Mazda Miata, or the Mx-5 like europeans call it, this car is super easy to drift with in real life. In GT4, not at all.
From what you stated in the last topic, your method of testing left out quite a few rather important facts which pretty much make any results you gained from them useless. Grip is a product of surface, surface temperature, tyre temperature, tyre compound, contact patch (tyre pressure, size), weight and the speed of the vehicle.
I mentioned a couple of times that
a.) surface on race tracks differ from those on public roads
b.) surface temperature is not variable in the game
c.) no game simulates all different tyres supplied with each car, especially if the focus is on racing tyres
d.) tyre pressure is very important in real life and makes a huge difference on grip level
e.) driving GT with the wheel or controller makes a huge difference in how easy it is to provoke oversteering
In other words, you could probably look at GT "simulating" the best case scenerio: Hot, grippy surface, ideal tyre pressures/temp etc.
As an example: I'm using Toyo R888 tyres on my car and the grip level varies from not good (cold tyres) to amazing levels when they get up to temp. Most cars are also not ideally set up and are under too much pressure. As a result, when driving the car to the limit, tyres are overinflated and grip is decreased substantially. Even under ideal conditions, grip levels vary substantially depending on the surface. From what I have seen in the game, taking real-world conditions, it seems fairly accurate most of the time.
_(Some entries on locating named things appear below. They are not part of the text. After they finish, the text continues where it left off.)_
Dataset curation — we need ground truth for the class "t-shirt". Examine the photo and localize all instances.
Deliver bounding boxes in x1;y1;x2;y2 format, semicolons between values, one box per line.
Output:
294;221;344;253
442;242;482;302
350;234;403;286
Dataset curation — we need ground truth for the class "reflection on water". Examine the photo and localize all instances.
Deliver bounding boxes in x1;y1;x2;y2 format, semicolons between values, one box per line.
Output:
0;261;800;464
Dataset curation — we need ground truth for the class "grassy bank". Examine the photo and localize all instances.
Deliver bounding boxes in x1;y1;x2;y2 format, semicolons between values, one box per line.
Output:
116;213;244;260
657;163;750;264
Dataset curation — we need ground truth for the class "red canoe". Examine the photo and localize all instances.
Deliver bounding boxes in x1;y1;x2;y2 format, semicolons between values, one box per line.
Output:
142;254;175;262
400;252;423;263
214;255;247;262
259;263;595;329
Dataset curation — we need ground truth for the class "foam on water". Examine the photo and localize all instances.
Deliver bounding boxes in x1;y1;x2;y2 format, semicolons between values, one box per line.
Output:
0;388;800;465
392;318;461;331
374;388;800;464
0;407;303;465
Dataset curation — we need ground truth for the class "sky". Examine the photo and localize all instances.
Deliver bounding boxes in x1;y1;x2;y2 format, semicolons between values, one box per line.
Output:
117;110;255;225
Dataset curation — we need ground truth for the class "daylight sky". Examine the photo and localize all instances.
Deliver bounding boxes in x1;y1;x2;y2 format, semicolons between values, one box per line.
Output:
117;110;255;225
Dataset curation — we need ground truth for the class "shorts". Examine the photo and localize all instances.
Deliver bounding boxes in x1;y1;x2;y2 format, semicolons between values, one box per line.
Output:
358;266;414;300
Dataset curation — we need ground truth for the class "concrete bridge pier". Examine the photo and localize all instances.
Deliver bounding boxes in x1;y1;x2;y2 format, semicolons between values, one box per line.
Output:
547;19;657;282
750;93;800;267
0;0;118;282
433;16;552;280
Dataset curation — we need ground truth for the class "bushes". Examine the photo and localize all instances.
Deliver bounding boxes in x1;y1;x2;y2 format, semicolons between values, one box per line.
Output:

Having said that, Polyphony might have better taken less ideal conditions for their game to make it more comparable with what average Joe is used to on normal public roads and less setup car/tyres. When you offer a game with 600 cars in the game, it's fairly impossible to make each car match any situation accurately. Things are simplified and a lowest common denominator is used (i.e. ideal temperatures, one "road tyre" type) etc.
In an effort to end this, how about we just leave it at that, that Polyphony should have used less ideal conditions in the game which would result in less grippy cars?